Individual tree crown images were successfully extracted using crown segmentation methods and high-resolution remote sensing data. The objective of this study was to generate a 3D mesh model for each tree based on its crown image. To accomplish this, we designed TPRN to infer key structural parameters of trees parameters from top-view crown images. Subsequently, a parameter-based tree modeling approach was applied to construct the 3D geometric model of each tree using the extracted parameters.

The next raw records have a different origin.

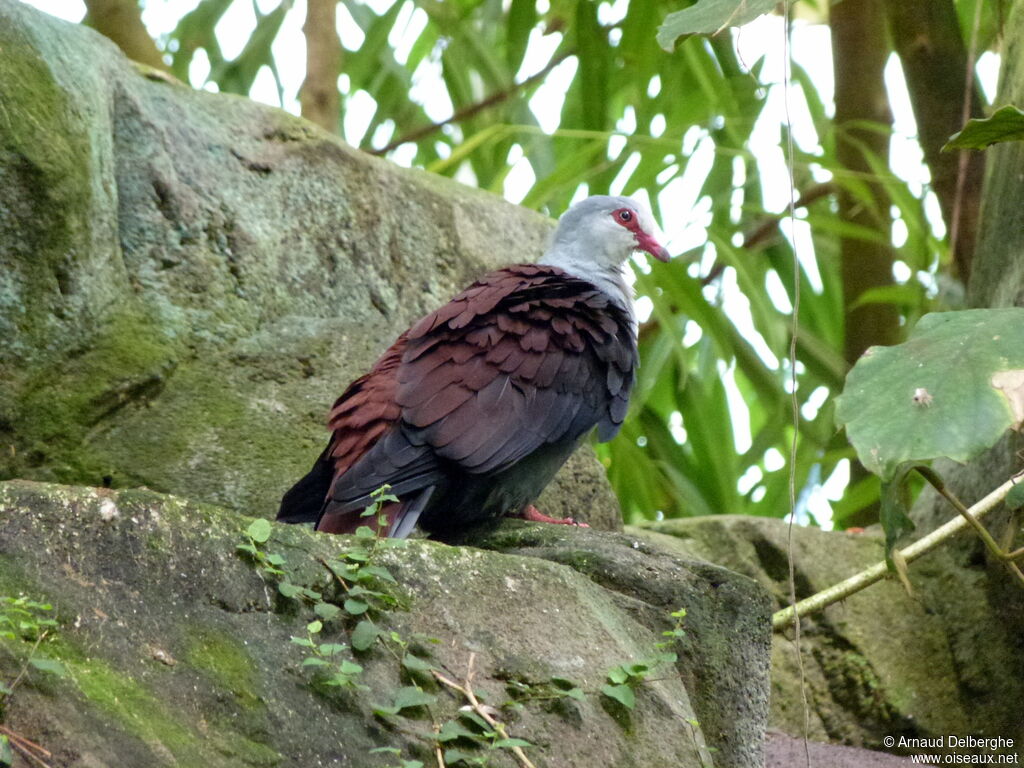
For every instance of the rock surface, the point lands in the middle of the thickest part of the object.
(946, 660)
(179, 654)
(187, 281)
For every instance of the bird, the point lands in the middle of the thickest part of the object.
(472, 411)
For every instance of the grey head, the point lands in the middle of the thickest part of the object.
(595, 238)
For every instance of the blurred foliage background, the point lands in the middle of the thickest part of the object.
(548, 101)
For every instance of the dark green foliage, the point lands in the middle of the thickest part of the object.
(640, 120)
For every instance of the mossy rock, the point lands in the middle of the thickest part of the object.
(179, 652)
(187, 280)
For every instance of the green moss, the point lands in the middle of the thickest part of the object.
(61, 403)
(225, 659)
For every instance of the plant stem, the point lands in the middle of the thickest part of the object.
(856, 583)
(467, 691)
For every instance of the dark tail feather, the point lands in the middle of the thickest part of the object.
(400, 517)
(304, 501)
(404, 521)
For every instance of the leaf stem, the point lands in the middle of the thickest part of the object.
(467, 691)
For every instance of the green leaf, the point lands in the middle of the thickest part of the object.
(1015, 499)
(356, 607)
(709, 16)
(951, 389)
(622, 693)
(259, 530)
(327, 611)
(289, 590)
(364, 635)
(51, 666)
(1007, 124)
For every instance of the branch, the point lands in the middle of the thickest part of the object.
(471, 110)
(318, 94)
(869, 576)
(940, 78)
(767, 227)
(121, 22)
(467, 691)
(29, 750)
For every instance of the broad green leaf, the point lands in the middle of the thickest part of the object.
(289, 590)
(349, 668)
(895, 501)
(259, 530)
(51, 666)
(622, 693)
(709, 16)
(356, 607)
(617, 675)
(949, 390)
(1006, 124)
(407, 697)
(1015, 499)
(415, 664)
(327, 611)
(510, 742)
(452, 730)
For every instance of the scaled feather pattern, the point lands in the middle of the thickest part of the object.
(470, 413)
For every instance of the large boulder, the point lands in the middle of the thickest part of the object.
(179, 653)
(187, 280)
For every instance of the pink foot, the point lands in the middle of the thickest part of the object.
(532, 514)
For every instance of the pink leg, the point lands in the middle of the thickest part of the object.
(532, 514)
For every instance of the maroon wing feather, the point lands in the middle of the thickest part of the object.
(525, 356)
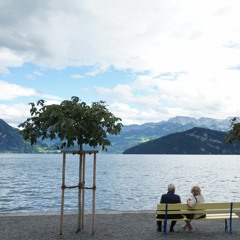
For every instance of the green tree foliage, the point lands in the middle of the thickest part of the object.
(234, 133)
(72, 122)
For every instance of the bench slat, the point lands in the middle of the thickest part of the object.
(184, 206)
(198, 211)
(208, 217)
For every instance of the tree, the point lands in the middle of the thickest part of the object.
(234, 133)
(72, 122)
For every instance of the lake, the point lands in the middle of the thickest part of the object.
(32, 182)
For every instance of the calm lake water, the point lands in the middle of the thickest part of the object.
(32, 182)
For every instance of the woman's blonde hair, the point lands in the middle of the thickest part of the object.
(196, 190)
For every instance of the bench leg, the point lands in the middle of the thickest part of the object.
(165, 227)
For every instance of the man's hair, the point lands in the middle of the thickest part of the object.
(171, 188)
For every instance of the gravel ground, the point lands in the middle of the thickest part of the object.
(124, 226)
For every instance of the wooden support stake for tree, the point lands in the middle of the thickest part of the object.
(63, 188)
(93, 194)
(80, 192)
(81, 188)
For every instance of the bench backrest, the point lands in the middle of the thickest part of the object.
(181, 208)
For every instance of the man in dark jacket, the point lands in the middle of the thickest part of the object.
(169, 197)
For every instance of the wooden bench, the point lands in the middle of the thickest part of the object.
(214, 211)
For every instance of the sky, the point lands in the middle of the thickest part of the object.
(149, 60)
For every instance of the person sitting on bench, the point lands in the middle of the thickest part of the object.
(169, 197)
(191, 202)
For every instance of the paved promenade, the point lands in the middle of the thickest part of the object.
(114, 226)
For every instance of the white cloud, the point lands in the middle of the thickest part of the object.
(10, 91)
(151, 35)
(188, 50)
(14, 114)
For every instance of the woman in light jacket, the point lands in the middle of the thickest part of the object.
(191, 202)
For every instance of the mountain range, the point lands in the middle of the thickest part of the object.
(194, 141)
(130, 136)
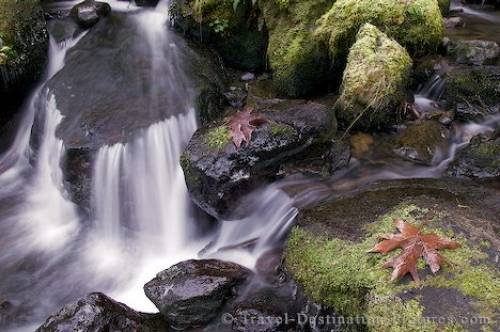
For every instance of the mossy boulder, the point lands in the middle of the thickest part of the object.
(374, 82)
(415, 24)
(218, 174)
(299, 61)
(327, 254)
(234, 29)
(481, 158)
(472, 92)
(420, 142)
(24, 51)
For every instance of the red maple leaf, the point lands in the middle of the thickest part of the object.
(242, 124)
(414, 245)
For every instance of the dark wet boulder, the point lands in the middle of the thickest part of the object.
(97, 312)
(421, 142)
(474, 52)
(234, 29)
(23, 53)
(192, 293)
(479, 159)
(373, 87)
(472, 92)
(87, 13)
(108, 90)
(327, 254)
(218, 174)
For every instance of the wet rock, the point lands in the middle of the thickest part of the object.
(87, 13)
(472, 92)
(454, 22)
(248, 77)
(217, 174)
(24, 55)
(373, 87)
(327, 254)
(236, 97)
(107, 91)
(236, 32)
(99, 313)
(191, 293)
(421, 141)
(474, 52)
(481, 158)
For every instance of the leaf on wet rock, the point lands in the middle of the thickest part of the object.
(242, 124)
(414, 245)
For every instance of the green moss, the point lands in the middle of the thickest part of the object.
(415, 24)
(342, 275)
(374, 80)
(299, 61)
(217, 138)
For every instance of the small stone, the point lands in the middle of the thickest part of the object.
(454, 22)
(248, 77)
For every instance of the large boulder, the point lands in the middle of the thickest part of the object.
(23, 53)
(299, 61)
(415, 24)
(327, 254)
(481, 158)
(191, 293)
(374, 83)
(110, 89)
(87, 13)
(472, 92)
(218, 174)
(233, 28)
(97, 312)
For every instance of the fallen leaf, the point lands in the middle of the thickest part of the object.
(242, 124)
(414, 245)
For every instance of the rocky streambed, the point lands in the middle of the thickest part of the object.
(371, 111)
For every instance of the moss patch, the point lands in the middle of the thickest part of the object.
(299, 61)
(217, 138)
(374, 80)
(415, 24)
(341, 274)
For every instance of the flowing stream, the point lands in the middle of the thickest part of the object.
(142, 220)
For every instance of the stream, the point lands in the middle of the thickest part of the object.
(141, 218)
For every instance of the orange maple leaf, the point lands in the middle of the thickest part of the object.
(242, 124)
(414, 245)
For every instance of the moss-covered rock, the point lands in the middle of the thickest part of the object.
(327, 254)
(234, 28)
(23, 53)
(420, 142)
(415, 24)
(373, 87)
(299, 61)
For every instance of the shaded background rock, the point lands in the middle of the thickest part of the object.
(22, 29)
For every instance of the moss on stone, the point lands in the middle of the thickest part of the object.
(374, 80)
(15, 17)
(341, 274)
(217, 138)
(415, 24)
(300, 62)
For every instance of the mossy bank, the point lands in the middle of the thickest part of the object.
(327, 255)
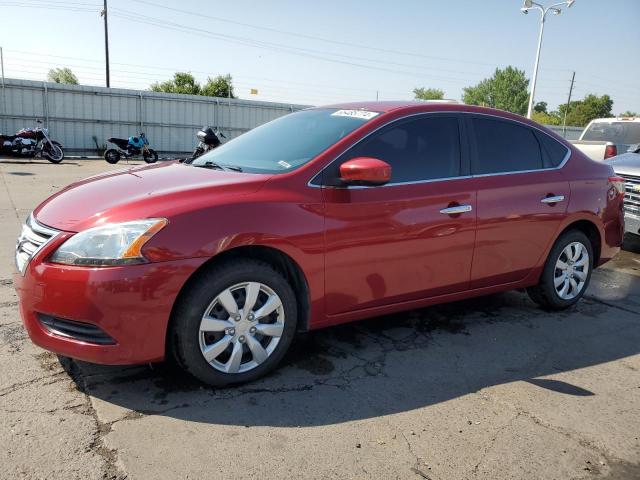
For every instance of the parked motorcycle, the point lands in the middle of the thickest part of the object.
(129, 148)
(32, 142)
(208, 140)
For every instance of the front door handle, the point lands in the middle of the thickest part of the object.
(456, 210)
(553, 199)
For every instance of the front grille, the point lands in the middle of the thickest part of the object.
(631, 194)
(32, 238)
(84, 332)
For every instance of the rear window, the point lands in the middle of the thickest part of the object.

Most existing image-based 3D tree reconstruction methods typically rely on frontal or multi-view images of individual trees. In contrast, our approach reconstructs tree models using top-view crown images from high-resolution remote sensing data. According to forestry research, there is a strong correlation between crown size and shape and key structural parameters of trees. Crown area and crown width are among the most commonly used variables for predicting DBH and tree height. For example, Hemery et al. [
36] analyzed 11 common broadleaf tree species in the UK and established linear relationships between DBH and crown spread. Similarly, Calama et al. [
37] incorporated regional variation in developing height–DBH models for stone pine. Gonzalez et al. [
38] used field measurement data to develop models that predict DBH and usable stem volume from pine crown area. Thus, our methodology for extracting structural parameters from crown images is supported by both theoretical and empirical evidence.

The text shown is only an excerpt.